Business of the House

Part of the debate – in the House of Commons at 11:33 am on 26th April 2007.

Alert me about debates like this

Photo of Theresa May Theresa May Shadow Leader of the House of Commons 11:33 am, 26th April 2007

The website has been threatened with legal action for repeating what was printed in Hansard. Will the Leader of the House make a statement about the application of parliamentary privilege to organisations with a licence to reprint Hansard?

This week, it has emerged that lives have been put at risk by leaks about anti-terrorist operations. Peter Clarke of the Metropolitan police said:

"The people who do this...are beneath contempt" and "put lives at risk." Yesterday, the Prime Minister refused to guarantee that the leaks did not come from Ministers, civil servants or special advisers, yet he refused to order a full-scale inquiry. Contrary to assurances given by the Home Secretary to my hon. Friend the shadow Attorney-General, it is reported today that the source of the leaks is the Home Secretary's special adviser. Why are the Government refusing an independent inquiry? On 6 February, Liberty submitted a freedom of information request in relation to media briefings on the raids. An answer has been delayed by the Home Office not once but twice, and is now due on 3 May. Will the Leader of the House guarantee that the Home Office will reply on 3 May, and that the Home Secretary will make a statement to the House at the first opportunity?

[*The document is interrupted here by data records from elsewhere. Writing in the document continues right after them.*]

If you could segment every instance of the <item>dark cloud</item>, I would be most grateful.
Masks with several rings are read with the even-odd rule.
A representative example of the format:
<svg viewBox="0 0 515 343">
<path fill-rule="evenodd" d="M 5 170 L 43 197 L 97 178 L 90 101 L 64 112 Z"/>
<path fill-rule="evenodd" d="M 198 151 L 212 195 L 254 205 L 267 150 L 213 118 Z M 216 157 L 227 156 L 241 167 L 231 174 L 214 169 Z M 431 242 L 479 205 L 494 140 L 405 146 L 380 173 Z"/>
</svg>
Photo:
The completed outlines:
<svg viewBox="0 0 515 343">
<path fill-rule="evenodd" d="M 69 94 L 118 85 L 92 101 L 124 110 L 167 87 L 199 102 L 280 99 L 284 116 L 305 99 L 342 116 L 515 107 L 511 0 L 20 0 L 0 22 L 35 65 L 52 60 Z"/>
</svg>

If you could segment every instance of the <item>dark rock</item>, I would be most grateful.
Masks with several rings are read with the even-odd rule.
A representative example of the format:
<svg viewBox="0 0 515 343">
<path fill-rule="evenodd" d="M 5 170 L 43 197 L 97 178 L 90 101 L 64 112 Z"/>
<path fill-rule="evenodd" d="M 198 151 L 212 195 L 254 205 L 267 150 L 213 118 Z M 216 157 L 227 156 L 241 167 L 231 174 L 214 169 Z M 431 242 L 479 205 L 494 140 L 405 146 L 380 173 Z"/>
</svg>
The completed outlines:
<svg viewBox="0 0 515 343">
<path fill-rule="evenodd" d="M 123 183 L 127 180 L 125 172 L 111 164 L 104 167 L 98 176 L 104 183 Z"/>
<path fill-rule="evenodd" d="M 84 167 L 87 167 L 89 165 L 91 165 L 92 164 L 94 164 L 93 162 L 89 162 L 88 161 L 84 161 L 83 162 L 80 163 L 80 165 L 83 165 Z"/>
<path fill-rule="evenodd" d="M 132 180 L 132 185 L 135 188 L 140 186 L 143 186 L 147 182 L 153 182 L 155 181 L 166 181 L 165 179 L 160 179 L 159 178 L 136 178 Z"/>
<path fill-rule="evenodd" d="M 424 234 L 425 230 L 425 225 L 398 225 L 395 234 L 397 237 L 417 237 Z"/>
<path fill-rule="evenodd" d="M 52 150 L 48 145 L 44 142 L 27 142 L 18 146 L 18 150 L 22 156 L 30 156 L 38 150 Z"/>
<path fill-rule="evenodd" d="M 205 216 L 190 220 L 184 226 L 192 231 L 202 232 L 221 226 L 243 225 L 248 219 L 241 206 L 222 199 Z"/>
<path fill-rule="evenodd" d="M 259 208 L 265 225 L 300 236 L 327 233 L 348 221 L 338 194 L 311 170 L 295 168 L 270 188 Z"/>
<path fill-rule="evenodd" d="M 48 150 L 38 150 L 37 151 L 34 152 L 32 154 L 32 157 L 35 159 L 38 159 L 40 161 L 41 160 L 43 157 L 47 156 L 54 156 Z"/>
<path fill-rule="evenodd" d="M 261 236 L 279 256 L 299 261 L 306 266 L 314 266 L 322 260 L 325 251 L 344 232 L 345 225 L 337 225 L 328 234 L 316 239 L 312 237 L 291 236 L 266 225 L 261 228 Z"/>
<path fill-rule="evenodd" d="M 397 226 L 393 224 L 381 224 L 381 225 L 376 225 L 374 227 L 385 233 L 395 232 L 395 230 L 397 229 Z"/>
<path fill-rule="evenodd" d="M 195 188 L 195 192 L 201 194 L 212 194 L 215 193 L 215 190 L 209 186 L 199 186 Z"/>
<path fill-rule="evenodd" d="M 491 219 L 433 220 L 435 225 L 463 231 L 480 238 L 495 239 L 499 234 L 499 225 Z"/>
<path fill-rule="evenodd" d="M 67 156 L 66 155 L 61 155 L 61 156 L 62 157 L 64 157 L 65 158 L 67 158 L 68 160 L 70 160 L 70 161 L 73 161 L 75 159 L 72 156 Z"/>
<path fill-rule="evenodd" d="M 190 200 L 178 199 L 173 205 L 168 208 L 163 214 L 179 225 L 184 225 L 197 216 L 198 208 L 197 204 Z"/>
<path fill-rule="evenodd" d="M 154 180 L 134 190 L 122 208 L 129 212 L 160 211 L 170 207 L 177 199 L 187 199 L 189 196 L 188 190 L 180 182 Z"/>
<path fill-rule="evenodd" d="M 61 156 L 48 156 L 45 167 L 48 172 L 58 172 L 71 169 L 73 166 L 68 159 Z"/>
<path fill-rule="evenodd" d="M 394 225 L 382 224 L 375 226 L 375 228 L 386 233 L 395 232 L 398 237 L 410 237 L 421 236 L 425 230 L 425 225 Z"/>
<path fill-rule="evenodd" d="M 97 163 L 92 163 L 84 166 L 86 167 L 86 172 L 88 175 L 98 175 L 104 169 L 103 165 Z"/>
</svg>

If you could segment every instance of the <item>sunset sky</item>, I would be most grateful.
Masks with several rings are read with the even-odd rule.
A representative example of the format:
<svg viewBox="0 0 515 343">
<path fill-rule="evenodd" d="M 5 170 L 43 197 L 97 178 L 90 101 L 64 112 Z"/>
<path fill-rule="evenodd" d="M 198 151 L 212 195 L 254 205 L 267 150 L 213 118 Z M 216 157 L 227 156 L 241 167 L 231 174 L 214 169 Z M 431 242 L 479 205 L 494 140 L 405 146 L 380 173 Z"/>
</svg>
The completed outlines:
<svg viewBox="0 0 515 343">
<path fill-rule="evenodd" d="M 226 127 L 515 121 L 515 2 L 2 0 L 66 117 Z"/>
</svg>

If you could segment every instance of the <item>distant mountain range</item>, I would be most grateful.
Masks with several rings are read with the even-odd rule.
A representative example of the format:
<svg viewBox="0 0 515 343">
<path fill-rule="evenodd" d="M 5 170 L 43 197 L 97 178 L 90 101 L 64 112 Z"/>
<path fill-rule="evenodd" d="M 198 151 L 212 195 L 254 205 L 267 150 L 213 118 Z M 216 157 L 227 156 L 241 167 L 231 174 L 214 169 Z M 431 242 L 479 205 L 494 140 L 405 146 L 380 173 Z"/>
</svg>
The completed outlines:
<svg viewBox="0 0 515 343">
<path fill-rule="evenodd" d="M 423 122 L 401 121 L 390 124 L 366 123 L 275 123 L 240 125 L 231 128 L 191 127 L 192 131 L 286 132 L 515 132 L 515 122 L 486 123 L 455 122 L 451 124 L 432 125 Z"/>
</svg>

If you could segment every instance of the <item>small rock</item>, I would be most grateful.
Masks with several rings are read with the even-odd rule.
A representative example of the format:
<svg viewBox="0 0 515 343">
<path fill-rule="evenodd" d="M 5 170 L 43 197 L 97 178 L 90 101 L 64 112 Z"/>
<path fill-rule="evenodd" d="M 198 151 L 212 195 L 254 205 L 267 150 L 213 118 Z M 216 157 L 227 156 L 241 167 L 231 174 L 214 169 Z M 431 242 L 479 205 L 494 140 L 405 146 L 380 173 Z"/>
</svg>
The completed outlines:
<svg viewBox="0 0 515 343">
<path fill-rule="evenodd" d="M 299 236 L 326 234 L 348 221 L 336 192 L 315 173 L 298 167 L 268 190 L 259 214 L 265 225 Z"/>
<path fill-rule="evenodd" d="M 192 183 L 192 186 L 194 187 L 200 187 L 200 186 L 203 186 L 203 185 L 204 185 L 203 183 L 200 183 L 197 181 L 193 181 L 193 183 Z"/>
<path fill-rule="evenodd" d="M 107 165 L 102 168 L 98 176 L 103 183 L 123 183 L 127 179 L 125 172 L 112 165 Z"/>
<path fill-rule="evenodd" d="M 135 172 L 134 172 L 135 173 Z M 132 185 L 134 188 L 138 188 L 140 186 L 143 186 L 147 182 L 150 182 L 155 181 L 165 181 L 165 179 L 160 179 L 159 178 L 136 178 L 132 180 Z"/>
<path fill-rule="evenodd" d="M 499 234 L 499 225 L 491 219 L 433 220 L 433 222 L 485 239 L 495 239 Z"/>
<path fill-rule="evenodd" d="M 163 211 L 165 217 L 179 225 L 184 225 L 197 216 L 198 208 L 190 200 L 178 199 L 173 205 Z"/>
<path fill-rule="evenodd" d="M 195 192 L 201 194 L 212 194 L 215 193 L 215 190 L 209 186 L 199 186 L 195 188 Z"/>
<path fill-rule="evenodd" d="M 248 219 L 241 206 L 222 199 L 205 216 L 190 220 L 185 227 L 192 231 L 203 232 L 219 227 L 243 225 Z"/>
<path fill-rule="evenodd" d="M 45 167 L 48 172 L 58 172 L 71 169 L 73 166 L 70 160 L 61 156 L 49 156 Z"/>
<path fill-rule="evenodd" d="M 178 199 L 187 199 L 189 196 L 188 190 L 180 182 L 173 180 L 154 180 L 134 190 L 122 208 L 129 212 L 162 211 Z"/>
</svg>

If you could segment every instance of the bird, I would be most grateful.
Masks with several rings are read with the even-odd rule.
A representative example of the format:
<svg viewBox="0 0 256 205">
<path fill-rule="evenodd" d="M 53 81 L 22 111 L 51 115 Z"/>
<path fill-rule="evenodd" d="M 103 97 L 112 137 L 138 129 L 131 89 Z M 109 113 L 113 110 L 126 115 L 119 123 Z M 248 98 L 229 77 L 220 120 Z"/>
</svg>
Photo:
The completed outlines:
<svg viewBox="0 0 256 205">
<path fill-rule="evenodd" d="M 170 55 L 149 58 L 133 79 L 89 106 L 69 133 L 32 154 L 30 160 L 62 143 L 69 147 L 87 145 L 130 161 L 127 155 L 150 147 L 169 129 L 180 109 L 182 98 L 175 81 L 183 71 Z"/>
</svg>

On Tuesday, Lord Woolf, the former Lord Chief Justice, said that the split of the Home Office is

"a very big change for our constitution", but that

"There has been no debate. Parliament has not considered this".

Will the Leader of the House commit to a debate in Government time on the restructuring of the Home Office? May we also have a statement from a Minister from the Department for Constitutional Affairs on judicial independence? The changes must not go ahead without our ensuring that proper safeguards are in place.

When people vote in next week's local elections, they will do so without knowing the full extent of the Labour tax bombshell that awaits them. That is because the Chancellor's Lyons review, carried out at a cost of £2.25 million, has been buried, at least until after the local elections, but official Treasury documents show that although the 2007 council tax revaluation in England has been postponed, council tax inspectors are already maintaining and further improving the extensive electronic database of every home in England. That database will include details of home improvements and photographs, and will catalogue the bedrooms, bathrooms and attics of every home. If the Orwellian Chancellor will not make a statement to the House on the future of local government finance, will his campaign manager, the Leader of the House, make one? If voters do not know about Labour's council tax bombshell, they do know that Conservative councils have cheaper council tax, cleaner streets, less litter, less graffiti and less fly-tipping, so may we have a debate on best practice in local government?

The issues that I have mentioned are typical of the Government's attitude to scrutiny; there are sham consultations and policies that nobody wants, and there is no chance for scrutiny by Parliament. Perhaps it is little wonder that the Secretary of State for Wales has said:

"We at the top of the party and government have lost touch with...the country."

If they want to get back in touch with the country, why do they not stop lecturing and start listening?